Au Brésil, le « nouveau féminisme » apparaît avec la libéralisation du régime. Selon Céli Pinto, les organisations créées à partir de la fin des années 1970 se différencient du féminisme des décennies antérieures par leurs modes d‟action collective, c‟est-à-dire l‟action contestataire, ainsi que par les problèmes qu‟elles contribuent à politiser, tels que l‟avortement ou la violence domestique313.

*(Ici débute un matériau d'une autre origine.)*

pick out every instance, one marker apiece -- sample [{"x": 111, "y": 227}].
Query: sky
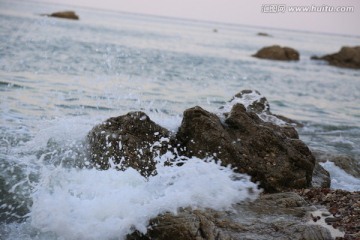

A Recife, plusieurs groupes essaiment à la fin des années 1970, sous l‟influence de féministes exilées durant le régime militaire, en France et aux Etats unis surtout, mais également de militantes d‟opposition engagées dans les partis, légalisés ou non314. Créé en 1978, le groupe Ação Mulher se développe autour de groupes « de prise de conscience » avec l‟objectif d‟agir sur la subjectivité des femmes en politisant leur vécu de l‟espace privé. Il donne naissance à l‟une des principales ONG féministes locales, le SOS Corpo, fondé en 1981. Parallèlement, se forment des organisations composées de militantes issues des partis politiques, à l‟image de l‟Union des femmes, proche du Parti Communiste, pour laquelle l‟émancipation féminine va de pair avec le changement des structures économiques315. Ces deux types d‟organisations, les groupes d‟auto-conscience et les associations liées aux partis politiques, se différencient par le rapport qu‟elles entretiennent avec les formations partisanes. Selon les premières, les organisations féministes doivent rester « autonomes » vis-à-vis des organisations traditionnelles d‟intermédiation alors que pour les secondes, le multi positionnement constitue une stratégie politique. Cette divergence se double d‟un rapport différencié au champ politique : pour les premières, les organisations féministes sont plus influentes lorsqu‟elles agissent en dehors de l‟Etat, par nature patriarcal, alors que les secondes envisagent le changement institutionnel comme une condition de l‟émancipation féminine. D‟où l‟apparition d‟un clivage entre les courants « autonomes » et « institutionnels », clivage qui est, en Amérique latine, davantage significatif que la distinction entre essentialistes et différentialistes en France.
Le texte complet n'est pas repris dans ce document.